Monday, October 30, 2017

Week 10: The Fiction of Ideas



Week 10: The Fiction of Ideas 

The novel I chose to read this week is Babel 17 by Samuel R. Delaney.
Babel 17 is about the Sapir-Whorf Hypothesis, a theory that individual’s thoughts and actions are determined by the language that the individual speaks.  It states that all human thoughts and actions are bound by restraints, shaping our behavior.  The books starts out where the Alliance military comes across a new code (by the invaders) from a radio transmission that they cannot crack.  They hire Rydra Wong, a top poet, cryptologist and top linguist to crack the code.  She informs them this is not a code at all, but an actual language and agrees to crack it
Protagonist Wong assembles a crew and studies the data, which the Alliance calls Babel-17.  The crew is truly an unusual group.  She recruits discorporates, triplings and cosmetically surgerized team members. 
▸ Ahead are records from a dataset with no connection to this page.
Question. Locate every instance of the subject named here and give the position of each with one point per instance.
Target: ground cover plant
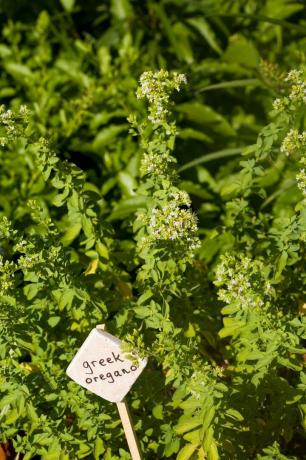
(153, 178)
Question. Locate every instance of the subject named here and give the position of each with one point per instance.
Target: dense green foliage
(168, 204)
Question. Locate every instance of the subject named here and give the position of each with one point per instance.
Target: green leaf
(68, 5)
(186, 452)
(127, 207)
(54, 320)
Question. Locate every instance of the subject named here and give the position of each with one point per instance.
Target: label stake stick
(127, 423)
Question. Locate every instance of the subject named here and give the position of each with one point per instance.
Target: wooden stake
(127, 423)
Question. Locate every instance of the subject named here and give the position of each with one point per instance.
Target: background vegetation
(225, 376)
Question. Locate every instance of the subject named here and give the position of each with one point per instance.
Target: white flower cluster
(301, 177)
(171, 223)
(294, 142)
(298, 86)
(155, 163)
(6, 275)
(244, 282)
(157, 88)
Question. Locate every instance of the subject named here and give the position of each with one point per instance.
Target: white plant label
(102, 367)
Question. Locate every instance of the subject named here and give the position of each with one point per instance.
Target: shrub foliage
(168, 204)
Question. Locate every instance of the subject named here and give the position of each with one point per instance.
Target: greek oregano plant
(219, 313)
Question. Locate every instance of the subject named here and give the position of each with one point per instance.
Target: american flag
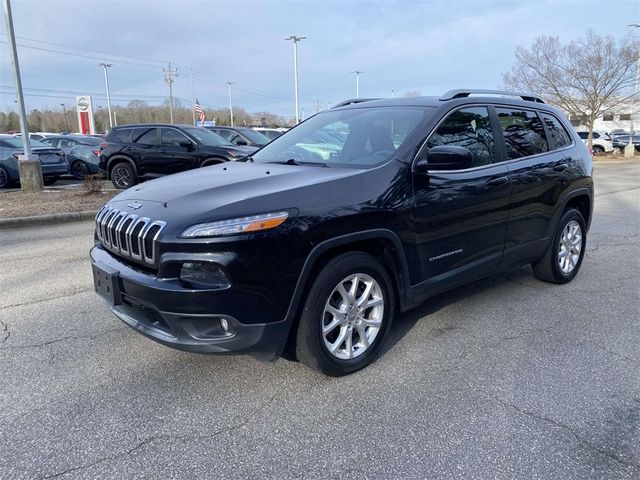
(199, 111)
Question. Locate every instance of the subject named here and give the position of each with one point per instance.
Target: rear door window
(121, 135)
(559, 137)
(468, 127)
(172, 137)
(145, 136)
(523, 132)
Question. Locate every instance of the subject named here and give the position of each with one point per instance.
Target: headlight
(234, 226)
(203, 275)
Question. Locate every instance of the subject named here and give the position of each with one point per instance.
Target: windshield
(207, 137)
(355, 138)
(17, 142)
(256, 137)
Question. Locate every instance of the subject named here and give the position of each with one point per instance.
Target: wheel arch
(113, 161)
(382, 244)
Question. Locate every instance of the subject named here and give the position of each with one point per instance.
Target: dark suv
(308, 250)
(133, 152)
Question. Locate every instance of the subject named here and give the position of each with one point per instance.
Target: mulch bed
(51, 200)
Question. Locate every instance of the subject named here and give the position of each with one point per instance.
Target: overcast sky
(428, 47)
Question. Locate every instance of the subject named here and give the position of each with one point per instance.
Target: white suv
(601, 142)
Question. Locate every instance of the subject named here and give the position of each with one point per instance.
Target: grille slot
(127, 235)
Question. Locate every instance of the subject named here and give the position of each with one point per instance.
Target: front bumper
(163, 310)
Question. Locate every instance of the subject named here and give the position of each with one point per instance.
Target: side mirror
(445, 157)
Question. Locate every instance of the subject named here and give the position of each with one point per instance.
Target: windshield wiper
(293, 161)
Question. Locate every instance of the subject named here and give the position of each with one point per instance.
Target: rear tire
(347, 313)
(5, 179)
(123, 176)
(563, 258)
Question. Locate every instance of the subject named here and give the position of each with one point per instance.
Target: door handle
(560, 167)
(497, 181)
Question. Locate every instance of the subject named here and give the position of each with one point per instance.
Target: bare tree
(585, 77)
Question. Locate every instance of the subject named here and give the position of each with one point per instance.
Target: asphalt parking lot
(504, 378)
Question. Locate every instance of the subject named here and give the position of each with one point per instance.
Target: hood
(236, 186)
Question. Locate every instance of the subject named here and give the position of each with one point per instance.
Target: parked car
(52, 160)
(290, 253)
(621, 141)
(270, 133)
(36, 135)
(83, 152)
(601, 142)
(67, 142)
(134, 152)
(241, 136)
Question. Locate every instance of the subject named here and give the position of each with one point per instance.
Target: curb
(19, 222)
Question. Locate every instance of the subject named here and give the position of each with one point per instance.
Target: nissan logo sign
(83, 104)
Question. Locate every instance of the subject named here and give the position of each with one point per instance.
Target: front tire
(348, 311)
(79, 169)
(563, 258)
(123, 176)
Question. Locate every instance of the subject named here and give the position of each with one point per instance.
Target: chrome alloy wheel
(570, 247)
(121, 177)
(352, 316)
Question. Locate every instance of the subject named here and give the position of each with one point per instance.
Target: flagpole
(193, 100)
She discovers that this language is used to cause a human host to be against the Alliance and try and sabotage it.  She improves the language and shifts the power to the Alliance.  Babel-17 is really a thought experiment and cultural awareness together.  Some of these ideas are very similar to some cultural language we hear today.  For instance, when someone says, “I’m from a Third World country.”  That could imply they are less-educated.  What do most people visualize when they hear that.  We need to be more diverse and open-minded.  I find the author of this book, Samuel R. Delaney was way beyond his time, 1966.  The main character/hero is a woman and multi-cultural as well.  I feel he is attempting to stretch cultural understanding to a higher level.